Is something like the following snippet valid (where the entire warp is coalesced)
(array is of ulong4[])
ulong4 output;
coalesced_group active = coalesced_threads();
if (active.thread_rank() % 2)
output = array[id];
else
{
output.x = active.shfl_down(output.x, 1);
output.y = active.shfl_down(output.y, 1);
output.z = active.shfl_down(output.z, 1);
output.w = active.shfl_down(output.w, 1);
}
I’d like each odd thread in the warp to load in some data from “array” and the have each even thread copy that data. Each odd/even pair of threads in the warp should have the same data.
Basically, each odd thread should copy its higher next door neighbours data.
Currently, my results are unexpected but I don’t see what the problem is with this.

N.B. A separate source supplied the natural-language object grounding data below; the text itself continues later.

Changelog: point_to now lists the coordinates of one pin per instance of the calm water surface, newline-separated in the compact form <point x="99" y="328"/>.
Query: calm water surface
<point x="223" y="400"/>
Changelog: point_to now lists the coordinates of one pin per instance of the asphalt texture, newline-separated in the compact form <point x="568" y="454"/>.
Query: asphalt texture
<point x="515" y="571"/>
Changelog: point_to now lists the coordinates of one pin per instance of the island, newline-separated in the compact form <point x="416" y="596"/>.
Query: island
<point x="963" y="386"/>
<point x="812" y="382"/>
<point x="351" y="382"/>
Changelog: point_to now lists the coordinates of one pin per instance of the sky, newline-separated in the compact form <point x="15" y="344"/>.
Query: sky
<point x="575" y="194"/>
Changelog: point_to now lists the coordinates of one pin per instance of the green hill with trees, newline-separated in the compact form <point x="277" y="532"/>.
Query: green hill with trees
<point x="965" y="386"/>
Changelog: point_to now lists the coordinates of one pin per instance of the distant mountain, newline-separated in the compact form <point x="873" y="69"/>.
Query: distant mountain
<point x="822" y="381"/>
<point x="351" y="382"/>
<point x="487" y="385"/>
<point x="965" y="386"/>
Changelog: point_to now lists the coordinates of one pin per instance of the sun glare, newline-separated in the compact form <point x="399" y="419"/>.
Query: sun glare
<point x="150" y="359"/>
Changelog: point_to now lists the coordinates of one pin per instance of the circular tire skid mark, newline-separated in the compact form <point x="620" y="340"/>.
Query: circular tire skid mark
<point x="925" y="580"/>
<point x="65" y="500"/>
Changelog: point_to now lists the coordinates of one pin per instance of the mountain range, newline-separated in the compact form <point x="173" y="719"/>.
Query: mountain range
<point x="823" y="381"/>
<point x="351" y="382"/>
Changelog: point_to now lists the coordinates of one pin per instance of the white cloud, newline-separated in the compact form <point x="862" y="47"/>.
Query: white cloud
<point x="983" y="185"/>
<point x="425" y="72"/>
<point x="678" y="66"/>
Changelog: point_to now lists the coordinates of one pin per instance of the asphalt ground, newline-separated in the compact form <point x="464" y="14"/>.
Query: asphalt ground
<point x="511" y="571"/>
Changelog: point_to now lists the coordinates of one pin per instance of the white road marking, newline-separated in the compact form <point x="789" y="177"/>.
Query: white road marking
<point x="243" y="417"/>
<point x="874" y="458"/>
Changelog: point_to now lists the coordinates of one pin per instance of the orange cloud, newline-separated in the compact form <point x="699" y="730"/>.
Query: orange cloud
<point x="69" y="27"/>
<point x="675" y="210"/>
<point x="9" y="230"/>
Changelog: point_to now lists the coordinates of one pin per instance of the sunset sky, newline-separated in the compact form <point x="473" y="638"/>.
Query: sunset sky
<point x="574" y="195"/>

oh, sorry, i edited my message. that said, i’m pretty sure that it will make your program slower compared to straightforward solution. check cuda manual for description of coalesced access. if two lanes of the same warp reads the same memory address, data are just replicated in the load engine. traffic will be the same, and single output = array[id] assignment with right id will be faster than the same assignment prepended by if, all the more so than the full your or mine code
Note that for a shuffle transfer to be valid for a particular lane, both source and destination lanes must be participating in the shuffle operation. Since even and odd lanes are involved here, all 32 threads in the warp must participate.
Note that the load operation here may be affected on windows vs. linux. On windows, ulong4 is a vector type of four 32-bit quantities (which can be pulled in a single vector load per thread). On linux it is a vector type of four 64-bit quantities (which cannot be done in a single vector load per thread). This will have an effect on the load operation.